Not only that, but the start adress of the sample would have to be constantly compared to the entry in the sample table (since there is no bit for loop start block in the BRR encoding).
Finally the limitation of the SPC is not the absence of ping-pong looping (which can be easily emulated with a longer sample), but effectively the lack of memory for long, high quality samples.
You can thank god Nintendo finally decided to use 64kb of RAM. Supposedly, it was intended to have only 32 kb ! However I think 128kb would have been better. 64 kb for samples and 64kb for program + variables + echo buffer would have been a nice idea.
Anyways we're not redoing the SNES hardware
Actually it is circulated in old docs around that SPC only has 32K. Don't know where it came from, probably because there are 32K chips on the board. The memory map in the official docs is also introduces some confusion, it shows 512kbit total, but only shows up $0000-$7fff on the graph and does not explain what is in the $8000-$ffbf. Still, that's a minor confusion compared to what I've heard recently in a SNES hardware review, that the IPL takes 64K. That was fun.
Perhaps it was thought that IPL was mirrored into $8000-$FFFF when enabled, and disabling IPL was risky given homebrew programmers' lack of confidence at the time.

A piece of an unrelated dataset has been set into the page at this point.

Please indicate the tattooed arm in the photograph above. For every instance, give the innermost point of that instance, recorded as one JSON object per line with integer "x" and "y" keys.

I take my conversions very carefully: I do sample chopping and quality reduction right off the bat. Without any actual note data (and practically the entire RAM for sample data), the SPC700 can take around 100,000 samples.
Another one that I think of is sample offset. That should be possible as long as you allocate a sample in the table for your offset data per channel.
I also can't help but think of a possible psuedo-synth mode that would take a set of small samples and would have a dynamically altered loop point (this would use the timer quite well, although remember that your code must manually check for it). This only works properly for the smaller samples (I'd say 1-8 blocks), and the lower the pitch, the more possibility that you might accidentally skip a step (unless you use more blocks to offset this problem).